Smoothing Techniques

In this blog you will be learning about two most commonly used smoothing techniques that are used in NLP for probability distribution.This is used in reducing of canceling the effect due to random variation.

Good-Turing Smoothing :

Intution:

We use the count of things we have seen once to estimate the count of things we have never seen.

Idea:

The idea is to reallocate the probability mass of n-grams that occur r+1 times in the training data to the n-grams that occur r-times.
In particular, reallocate the probability mass of n-grams that were seen once to n-grams that were never seen.
for each count c, an adjusted count \(c^* \) (Effective count) is computed as :
\(c^* = \dfrac{ {(c+1)} \times Nc} {N_{c+1}}\)

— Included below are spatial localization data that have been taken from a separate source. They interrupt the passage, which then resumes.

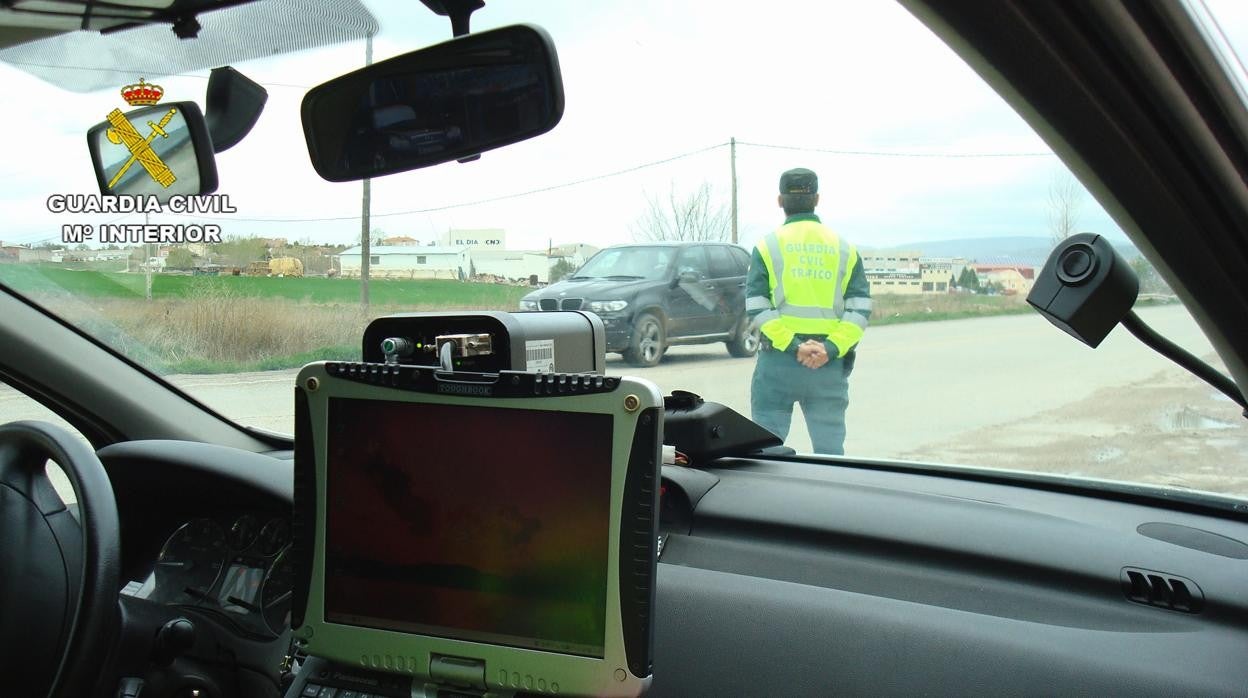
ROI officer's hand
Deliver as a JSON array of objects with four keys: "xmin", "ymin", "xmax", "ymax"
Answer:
[
  {"xmin": 797, "ymin": 340, "xmax": 829, "ymax": 369},
  {"xmin": 808, "ymin": 341, "xmax": 829, "ymax": 369}
]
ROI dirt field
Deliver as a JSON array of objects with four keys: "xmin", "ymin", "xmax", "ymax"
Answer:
[{"xmin": 906, "ymin": 359, "xmax": 1248, "ymax": 496}]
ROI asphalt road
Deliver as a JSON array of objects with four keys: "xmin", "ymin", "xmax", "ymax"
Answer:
[{"xmin": 4, "ymin": 304, "xmax": 1246, "ymax": 496}]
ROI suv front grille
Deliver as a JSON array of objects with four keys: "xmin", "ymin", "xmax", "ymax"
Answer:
[{"xmin": 539, "ymin": 298, "xmax": 584, "ymax": 310}]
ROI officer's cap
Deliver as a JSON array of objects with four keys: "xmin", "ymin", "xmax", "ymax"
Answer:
[{"xmin": 779, "ymin": 168, "xmax": 818, "ymax": 195}]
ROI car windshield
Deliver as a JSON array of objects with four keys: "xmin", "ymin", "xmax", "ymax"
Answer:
[
  {"xmin": 1, "ymin": 0, "xmax": 1247, "ymax": 501},
  {"xmin": 572, "ymin": 247, "xmax": 676, "ymax": 281}
]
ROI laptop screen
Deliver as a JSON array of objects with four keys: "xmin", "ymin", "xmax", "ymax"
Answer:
[{"xmin": 323, "ymin": 397, "xmax": 614, "ymax": 658}]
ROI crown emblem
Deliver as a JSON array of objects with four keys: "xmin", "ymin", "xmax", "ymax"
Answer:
[{"xmin": 120, "ymin": 78, "xmax": 164, "ymax": 106}]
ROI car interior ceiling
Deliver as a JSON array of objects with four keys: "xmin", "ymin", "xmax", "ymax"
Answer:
[{"xmin": 1, "ymin": 1, "xmax": 1247, "ymax": 697}]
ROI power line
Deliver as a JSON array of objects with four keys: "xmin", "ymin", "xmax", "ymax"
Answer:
[
  {"xmin": 736, "ymin": 140, "xmax": 1052, "ymax": 159},
  {"xmin": 5, "ymin": 211, "xmax": 139, "ymax": 246},
  {"xmin": 162, "ymin": 141, "xmax": 732, "ymax": 223}
]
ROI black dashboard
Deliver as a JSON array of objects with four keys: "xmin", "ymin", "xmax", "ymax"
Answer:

Where \(Nc\) is number of n-grams seen exactly c times.


Kneser-Ney Smoothing :

Intution:

Given words , We’ll see what other words it comes with.

It is used for the better estimate for probabilities of lower-order unigrams!
\(P_{continuation}(w)\) : “ How likely is word w to appear as the novel continuation “

Here we have,
\( P_{continuation} \propto |{ w_{i-1}: c(w_{i-1},w)>0}|\)

After Normalization we get,
\(P_{continuation}w(i) = \dfrac{ |{w\_{i-1} : c(w\_{i-1},w)>0}|} {|(w\_{j-1},w\_j):(w\_{j-1},w\_j)>0|}\)

therefore , we derive at Kneser-Ney smoothing:
\(P_{KN}(w\_i | w\_{i-1}) = \frac{ max(c(w\_{i-1},w\_i)-d,0)} {c(w\_{i-1})}+\Lambda(w\_{i-1}P\_{continutaion}(w\_i))\)

where \(\Lambda\) is normalizing constant and 0<d<1.